Debating with More Persuasive LLMs Leads to More Truthful Answers

Authors: Akbir Khan, John Hughes, Dan Valentine, Laura Ruis, Kshitij Sachan, Ansh Radhakrishnan, Edward Grefenstette, Samuel R. Bowman, Tim Rocktäschel, Ethan Perez

ICML 2024 | Conference PDF | Archive PDF | Plain Text | LLM Run Details

Reproducibility Variable Result LLM Response
Research Type Experimental On the QuALITY comprehension task, we find that debate consistently helps both non-expert models and humans answer questions, achieving 76% and 88% accuracy respectively (naive baselines obtain 48% and 60%).
Researcher Affiliation Collaboration 1University College London 2Speechmatics 3MATS 4Anthropic 5FAR AI.
Pseudocode Yes Algorithm 1 Best-of-N Sampling and critique-and-refinement in Debate Protocol
Open Source Code Yes The code we used is available at https://github. com/ucl-dark/llm_debate.
Open Datasets Yes Task We evaluate the ability of non-expert judges to answer questions from the reading comprehension dataset Question Answering with Long Input Texts, Yes! (QuALITY; Pang et al., 2022).
Dataset Splits Yes We use two data splits for LLM judge experiments: TL (400 train set questions) and DL (291 development set questions). For human experiments, where a story can only appear once, we use TH (153 drawn from both sets) and DH (47 drawn from both sets).

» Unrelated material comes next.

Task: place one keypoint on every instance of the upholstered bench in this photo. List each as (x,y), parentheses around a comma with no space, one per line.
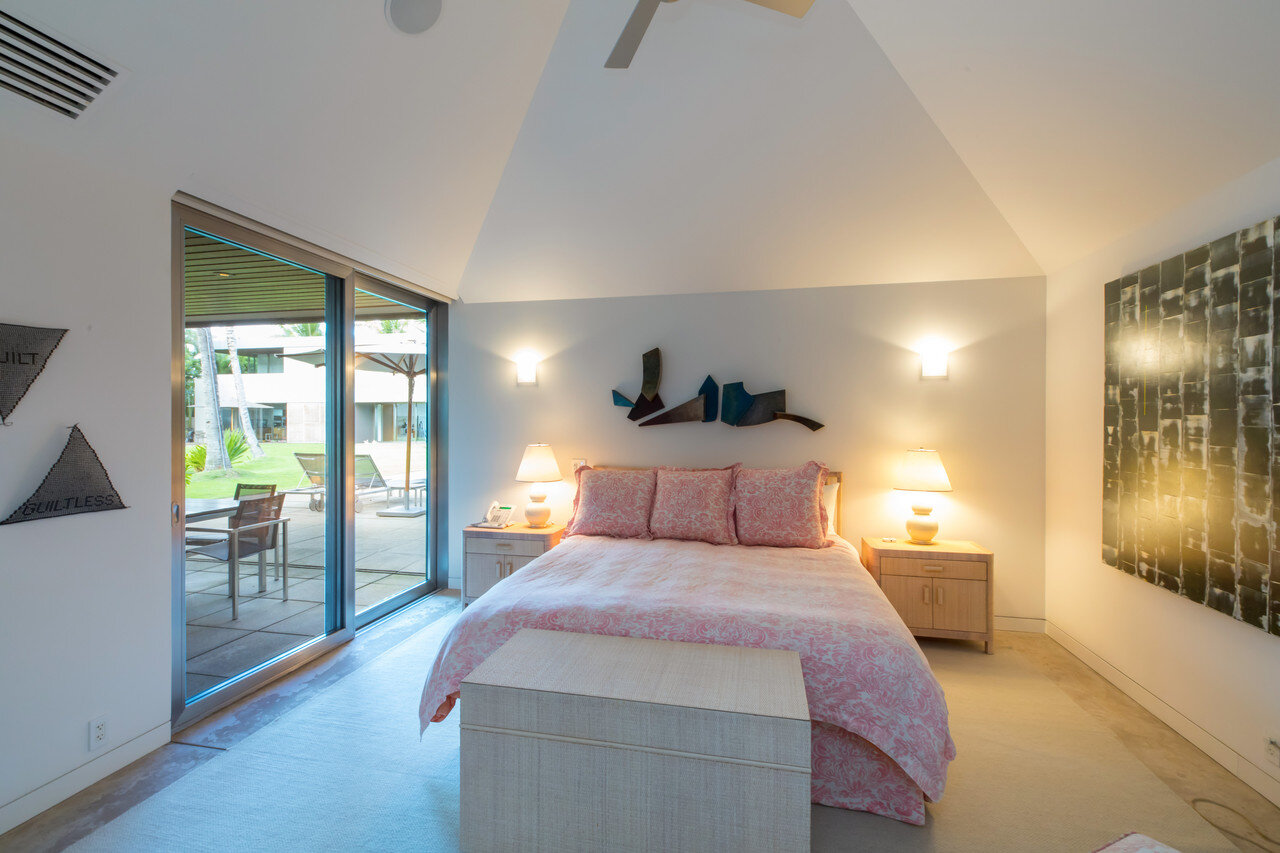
(577,742)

Hardware Specification No No specific hardware (GPU models, CPU models, or cloud instance types) is mentioned for running experiments. It only refers to the use of various large language models.
Software Dependencies No The paper lists large language models used (e.g., 'GPT-4-Turbo', 'Claude 2.1', 'Mixtral 8x7B') with their respective citation years, but does not provide specific software library versions (e.g., Python, PyTorch, CUDA versions) required for reproduction.

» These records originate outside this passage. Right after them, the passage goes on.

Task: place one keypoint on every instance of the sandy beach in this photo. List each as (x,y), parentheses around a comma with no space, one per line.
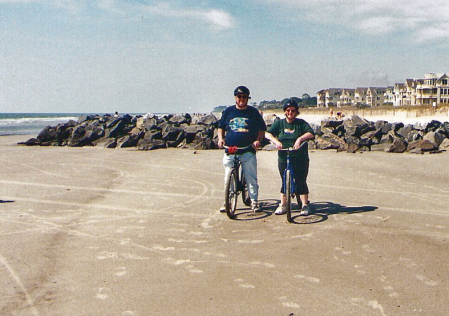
(94,231)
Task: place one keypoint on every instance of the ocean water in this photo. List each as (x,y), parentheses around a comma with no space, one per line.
(31,123)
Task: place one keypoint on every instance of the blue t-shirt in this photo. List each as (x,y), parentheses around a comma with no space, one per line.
(241,126)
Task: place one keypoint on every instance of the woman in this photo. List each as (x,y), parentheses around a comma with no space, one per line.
(292,132)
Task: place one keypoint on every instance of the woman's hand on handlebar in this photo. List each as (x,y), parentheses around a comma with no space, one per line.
(297,144)
(278,144)
(256,144)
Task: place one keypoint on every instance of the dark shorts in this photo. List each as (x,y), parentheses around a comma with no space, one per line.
(300,172)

Experiment Setup Yes We run protocols for three rounds. To control for the quantity of information presented to the judge across protocols and mitigate the LLM judge verbosity bias, we restrict transcripts to 900 words in total, limiting consultants to 300 words per argument and debaters to 150 words. We apply inference-time optimisation using best-of-N (bo N) sampling. With bo N, models are sampled N times, and a preference model is used to select the most persuasive arguments. Table 5. The temperature used for each model as a function of best-of-N (bo N) or critique-of-N (c N).